The saga surrounding the talented 20-year-old continues, but he is likely to command a sizeable fee if Liverpool get their way.
The saga has already dragged on for far too long. But if reports from the likes of the Manchester Evening News are to be believed, the future of Raheem Sterling is edging closer to becoming clearer, with Manchester City making a bid for the 20-year-old Liverpool winger. While all this goes on in the background there is an appetite for the Reds to spend some serious money in order to rebuild on last season's very disappointing campaign.
After last summer where the Reds spent over £100 million on as many as nine new players, there is a feeling there isn't room for another transfer window with a lot of expensive outlays that don't work out.
The future of Sterling is well documented, with two years left on his contract and the England international refusing to sign a new deal. The Reds seem to value him at around £50 million while Brendan Rodgers has publicly stated he expects him to see out the remaining two years on his deal at Anfield.
If Fenway Sports Group are reluctant to part with that much cash this summer, then the chances of any real kind of rebuilding may have to come from the sale of the disillusioned 20-year-old.
The signings so far have been done relatively cheaply. All three of James Milner, Danny Ings and Adam Bogdan have agreed to join following the end of their contracts elsewhere - though there is a compensation fee for Ings. But it's fair to say the signings have been done with relatively little cost.
There have been suggestions Liverpool have been open to the idea of spending upwards of £20 million on a couple of players - a midfielder and possibly a striker, but without sales that would take a lot of backing for Brendan Rodgers.

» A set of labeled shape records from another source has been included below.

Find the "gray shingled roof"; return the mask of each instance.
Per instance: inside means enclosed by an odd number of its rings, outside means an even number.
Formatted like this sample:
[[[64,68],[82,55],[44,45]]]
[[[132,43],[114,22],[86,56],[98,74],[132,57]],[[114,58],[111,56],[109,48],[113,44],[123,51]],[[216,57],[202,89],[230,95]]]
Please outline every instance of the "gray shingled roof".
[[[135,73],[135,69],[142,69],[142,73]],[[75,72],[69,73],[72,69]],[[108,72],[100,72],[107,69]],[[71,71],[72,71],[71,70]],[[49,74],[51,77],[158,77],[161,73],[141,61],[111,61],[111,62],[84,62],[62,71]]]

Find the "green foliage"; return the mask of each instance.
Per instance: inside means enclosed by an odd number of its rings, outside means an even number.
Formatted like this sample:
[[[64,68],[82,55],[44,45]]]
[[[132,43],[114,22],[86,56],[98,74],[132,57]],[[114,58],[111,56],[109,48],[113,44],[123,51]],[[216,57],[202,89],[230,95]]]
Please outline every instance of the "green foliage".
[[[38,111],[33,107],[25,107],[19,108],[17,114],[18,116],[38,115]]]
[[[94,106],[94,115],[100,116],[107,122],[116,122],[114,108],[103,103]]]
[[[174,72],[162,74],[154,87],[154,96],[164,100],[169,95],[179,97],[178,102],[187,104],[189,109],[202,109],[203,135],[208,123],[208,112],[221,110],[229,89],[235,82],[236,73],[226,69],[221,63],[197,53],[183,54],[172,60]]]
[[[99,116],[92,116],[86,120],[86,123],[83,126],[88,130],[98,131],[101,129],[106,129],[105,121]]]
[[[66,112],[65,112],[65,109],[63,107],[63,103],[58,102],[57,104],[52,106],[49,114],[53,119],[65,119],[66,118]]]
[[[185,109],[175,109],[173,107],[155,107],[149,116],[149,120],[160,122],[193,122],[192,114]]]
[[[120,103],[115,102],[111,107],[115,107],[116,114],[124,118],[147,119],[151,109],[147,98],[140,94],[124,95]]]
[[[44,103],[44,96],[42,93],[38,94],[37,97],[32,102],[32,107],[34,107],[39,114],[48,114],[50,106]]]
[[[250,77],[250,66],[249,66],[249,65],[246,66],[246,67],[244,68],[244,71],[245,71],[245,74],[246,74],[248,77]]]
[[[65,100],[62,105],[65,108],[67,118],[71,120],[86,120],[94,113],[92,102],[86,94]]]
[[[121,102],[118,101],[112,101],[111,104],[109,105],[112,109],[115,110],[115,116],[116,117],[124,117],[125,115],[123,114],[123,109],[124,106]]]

No-one should underestimate the scale of the task that is in front of Liverpool. The experience and presence of Steven Gerrard is irreplaceable and the need for a reliable striker who can score at least 15-20 goals and more per season is clear given they scored 50 fewer goals during the most recent season than the year before.
There is the issue of whether Liverpool will spend the money wisely after last summer's dealings if they do receive a big fee for Sterling, but despite being unhappy about the alleged antics of his agent in the media and the perception the player has, this whole saga could prove to be a blessing in disguise if things are handled well afterwards.